January 30, 2012

Tagging Satellites >> Things that were stolen from me were never meant to be mine

Tagging Satellites - "Sun Damage"
(Mag Wheel Records / Recovery Records, 2000)

I bought this CD on eBay last June for next to nothing, after being impressed by the 90-sec. sound samples on iTunes.  I then listened to it over and over on a nighttime drive to Baton Rouge (to see a band called This Will Destroy You) the same day it arrived in my mailbox.  Singer Zera Marvel uses her "goth voice" on this song, though she generally uses a higher, prettier timbre on the other songs.  So this song is not really representative of their overall sound.  The Sonic Youth-y guitar squalls and cavernous "pendulum-style" bassline are like crack to my ears.  "I don't care if you don't wanna go, you're coming to the sun with me" is a pretty interesting / sexy threat.


This song was written entirely by Z.M.  Influential Seattle music mag The Stranger said "Like that dark-haired poet you had a crush on in high school, there's something mysterious and slightly dangerous about Tagging Satellites. The band's second album, Abstract Confessions, is almost a flashback to the moody, art school-influenced underground of pre-breakthrough Jane's Addiction L.A. – wonderfully detached, on-the-verge-of-a-breakdown female vocals paired with music that finds the middle ground between ethereal and the razor's edge."  Uh, what?  Jane's Addiction?  Huge reviewing fail there, unless he/she meant Psi Com.

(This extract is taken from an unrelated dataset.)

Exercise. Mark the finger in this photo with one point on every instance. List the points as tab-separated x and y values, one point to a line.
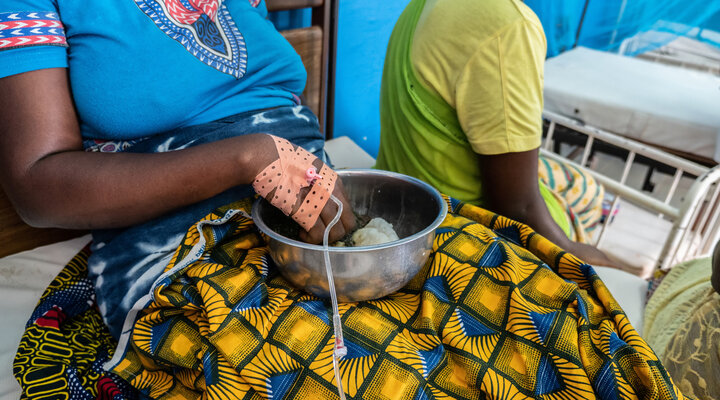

Results of a poll done by The Stranger's online blog in April 2009

The Abstract Confessions CD comes with a bonus music video for the bleak, Codeine-esque "Time On My Halo," but unfortunately it's in RealPlayer format, so I can't upload it to YouTube to share it here.  So here's a clip of Marvel and her husband / bandmate / producer Graig Markel snorkeling:


Pic stolen from an eBay seller; this might be the exact CD I ended up buying.

Remember what I said a few posts ago about how most of my favorite bands end up ditching their shoegaze / noise / post-punk beginnings in favor of more low-key, parent-friendly music?  Well, Marvel put out an Americana-y solo album in 2009, completely forgoing any sort of experimentation or dark undertones.  Oh well.  You can hear the natural twang in her voice even in "Sun Damage," and she lived in South Carolina right before moving to Seattle to co-found Tagging Satellites in 1997, so she does have Southern credentials, and hence I'm not saying her current sound is a put-on, but still.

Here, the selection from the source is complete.